Je me retrouve un peu dans un creux, entre les deux parties – dans ces cas-là, je parcours ma bibliothèque, à la recherche d’un livre. J’y trouve un autre, que je ne cherchais pas (ou du moins que je ne cherchais pas là ni à ce moment là, mais qui faisait partie de l’horizon à appréhender). Il s’agit des Variétés 1 et 2 de Paul Valéry. Je l’ouvre et tombe sur une phrase notée il y a quelque temps et que je ne retrouvais plus, la voici dans son contexte :

« Mallarmé, m’ayant lu le plus uniment du monde son Coup de dés, comme simple préparation à une plus grande surprise, me fit enfin considérer le dispositif. Il me sembla de voir la figure d’une pensée, pour la première fois placée dans notre espace… Ici, véritablement l’étendue parlait, songeait, enfantait des formes temporelles. L’attente, le doute, la concentration étaient choses visibles. Ma vue avait affaire à des silences qui auraient pris corps. Je contemplais à mon aise d’inappréciables instants : la fraction d’une seconde, pendant laquelle s’étonne, brille, s’anéantit une idée ; l’atome de temps, germe de siècles psychologiques et de conséquences infinies, - paraissaient enfin comme des êtres, tout environnés de leur néant rendu sensible. »
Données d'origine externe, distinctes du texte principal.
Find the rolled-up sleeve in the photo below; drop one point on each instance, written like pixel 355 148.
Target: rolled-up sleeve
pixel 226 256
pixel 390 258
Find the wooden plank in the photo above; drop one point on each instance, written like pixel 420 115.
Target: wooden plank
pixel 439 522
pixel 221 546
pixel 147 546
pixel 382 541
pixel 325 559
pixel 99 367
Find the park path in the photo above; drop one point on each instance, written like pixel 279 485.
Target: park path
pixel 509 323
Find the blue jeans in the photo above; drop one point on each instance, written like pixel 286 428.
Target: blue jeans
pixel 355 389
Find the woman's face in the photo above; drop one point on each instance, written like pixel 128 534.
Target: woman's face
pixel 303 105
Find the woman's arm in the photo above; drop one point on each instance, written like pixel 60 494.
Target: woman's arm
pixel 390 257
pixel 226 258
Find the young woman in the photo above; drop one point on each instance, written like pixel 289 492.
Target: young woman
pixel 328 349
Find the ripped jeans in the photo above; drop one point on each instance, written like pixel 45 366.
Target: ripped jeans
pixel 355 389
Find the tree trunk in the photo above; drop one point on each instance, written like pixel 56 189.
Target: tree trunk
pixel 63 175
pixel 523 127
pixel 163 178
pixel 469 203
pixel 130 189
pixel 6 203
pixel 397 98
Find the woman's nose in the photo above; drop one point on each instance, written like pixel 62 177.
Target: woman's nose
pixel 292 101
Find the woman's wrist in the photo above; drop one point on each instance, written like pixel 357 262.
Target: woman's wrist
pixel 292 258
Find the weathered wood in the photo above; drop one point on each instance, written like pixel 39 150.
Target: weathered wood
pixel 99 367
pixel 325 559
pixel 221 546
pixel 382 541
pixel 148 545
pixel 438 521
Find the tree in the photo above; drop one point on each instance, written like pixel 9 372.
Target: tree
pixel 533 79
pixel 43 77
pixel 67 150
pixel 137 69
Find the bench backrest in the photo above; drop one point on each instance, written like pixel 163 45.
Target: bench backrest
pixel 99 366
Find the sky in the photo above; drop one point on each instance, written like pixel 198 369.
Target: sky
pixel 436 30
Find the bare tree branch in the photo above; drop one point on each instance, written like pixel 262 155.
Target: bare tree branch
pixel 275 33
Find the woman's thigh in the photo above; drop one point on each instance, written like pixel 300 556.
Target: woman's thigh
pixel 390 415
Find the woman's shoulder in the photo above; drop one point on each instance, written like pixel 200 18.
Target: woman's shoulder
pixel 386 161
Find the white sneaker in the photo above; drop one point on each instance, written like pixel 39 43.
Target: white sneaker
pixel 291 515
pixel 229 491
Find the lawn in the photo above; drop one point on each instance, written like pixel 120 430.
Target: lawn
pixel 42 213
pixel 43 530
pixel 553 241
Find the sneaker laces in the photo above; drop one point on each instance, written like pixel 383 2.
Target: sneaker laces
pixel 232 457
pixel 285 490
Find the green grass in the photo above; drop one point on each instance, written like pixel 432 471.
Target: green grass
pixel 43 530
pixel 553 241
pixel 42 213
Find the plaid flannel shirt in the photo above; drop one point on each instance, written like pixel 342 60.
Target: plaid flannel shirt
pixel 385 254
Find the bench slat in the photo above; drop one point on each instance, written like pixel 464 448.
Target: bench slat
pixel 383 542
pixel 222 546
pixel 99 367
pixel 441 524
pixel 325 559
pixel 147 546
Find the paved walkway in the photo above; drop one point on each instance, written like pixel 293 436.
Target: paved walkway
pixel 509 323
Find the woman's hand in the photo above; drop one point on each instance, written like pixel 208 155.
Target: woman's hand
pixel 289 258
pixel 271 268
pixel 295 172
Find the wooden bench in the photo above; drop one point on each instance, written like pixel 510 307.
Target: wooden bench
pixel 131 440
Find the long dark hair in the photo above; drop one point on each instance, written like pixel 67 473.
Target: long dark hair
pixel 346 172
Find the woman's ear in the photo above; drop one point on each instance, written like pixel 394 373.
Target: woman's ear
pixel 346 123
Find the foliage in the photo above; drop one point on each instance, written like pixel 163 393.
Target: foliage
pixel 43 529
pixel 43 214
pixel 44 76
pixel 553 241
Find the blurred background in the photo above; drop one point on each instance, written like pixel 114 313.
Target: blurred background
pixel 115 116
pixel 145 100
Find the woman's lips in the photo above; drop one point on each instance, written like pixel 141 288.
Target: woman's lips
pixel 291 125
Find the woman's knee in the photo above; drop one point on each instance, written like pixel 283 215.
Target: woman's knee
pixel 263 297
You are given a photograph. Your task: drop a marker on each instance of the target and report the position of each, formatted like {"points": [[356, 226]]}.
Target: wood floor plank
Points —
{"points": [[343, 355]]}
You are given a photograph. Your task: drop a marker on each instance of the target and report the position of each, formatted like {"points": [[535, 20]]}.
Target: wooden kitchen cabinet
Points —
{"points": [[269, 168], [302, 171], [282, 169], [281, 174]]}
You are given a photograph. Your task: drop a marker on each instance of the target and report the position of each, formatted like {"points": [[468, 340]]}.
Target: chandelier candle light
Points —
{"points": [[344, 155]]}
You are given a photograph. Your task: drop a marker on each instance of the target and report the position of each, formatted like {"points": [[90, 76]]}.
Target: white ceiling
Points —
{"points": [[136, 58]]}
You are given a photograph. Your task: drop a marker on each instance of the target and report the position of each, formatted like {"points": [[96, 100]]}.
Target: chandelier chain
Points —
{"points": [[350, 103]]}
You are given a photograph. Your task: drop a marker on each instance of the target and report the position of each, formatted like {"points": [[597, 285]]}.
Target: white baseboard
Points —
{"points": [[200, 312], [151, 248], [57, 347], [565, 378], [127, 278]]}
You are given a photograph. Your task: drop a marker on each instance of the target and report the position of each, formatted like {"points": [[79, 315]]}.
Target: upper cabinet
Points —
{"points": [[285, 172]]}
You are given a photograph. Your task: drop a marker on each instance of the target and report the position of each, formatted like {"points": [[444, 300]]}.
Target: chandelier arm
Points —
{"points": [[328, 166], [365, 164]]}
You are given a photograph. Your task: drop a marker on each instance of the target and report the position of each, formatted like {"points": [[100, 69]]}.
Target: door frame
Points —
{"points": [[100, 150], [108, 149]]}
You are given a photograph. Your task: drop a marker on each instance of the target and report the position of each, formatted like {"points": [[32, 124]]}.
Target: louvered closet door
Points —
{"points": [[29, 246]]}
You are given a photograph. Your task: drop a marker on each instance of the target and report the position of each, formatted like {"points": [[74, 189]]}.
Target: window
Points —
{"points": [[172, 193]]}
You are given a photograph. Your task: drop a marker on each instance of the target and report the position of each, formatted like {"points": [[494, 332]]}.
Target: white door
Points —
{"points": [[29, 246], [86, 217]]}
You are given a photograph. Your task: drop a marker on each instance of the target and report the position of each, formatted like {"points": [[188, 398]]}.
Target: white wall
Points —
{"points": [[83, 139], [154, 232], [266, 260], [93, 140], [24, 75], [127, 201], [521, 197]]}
L’étendue parlait, dit Valéry à propos de ce dispositif mallarméen. Voir la figure d’une pensée placée dans notre espace. Le projet de ce travail sur les textes d’artistes trouve dans ces mots de Valéry tout à la fois une sorte de justification et un sens, une perspective.

Je ne peux pas, cependant, ne pas m’inquiéter de ce genre de « hasard » qui me fait trouver parfois, retrouver ici, une phrase, un texte, une réflexion ou une pensée qui entre en résonnance ou se conjugue avec le sujet de la recherche dans l’instant précis d’un suspens de l’écriture, qui tout d’un coup trouve sa juste place dans le cours des idées et vient, selon, permettre de poursuivre et de reprendre ce qui paraissait l’instant d’avant vague ou lointain. Étrange sensation que les choses, mais aussi l’écriture et même au fond la pensée tient à peu.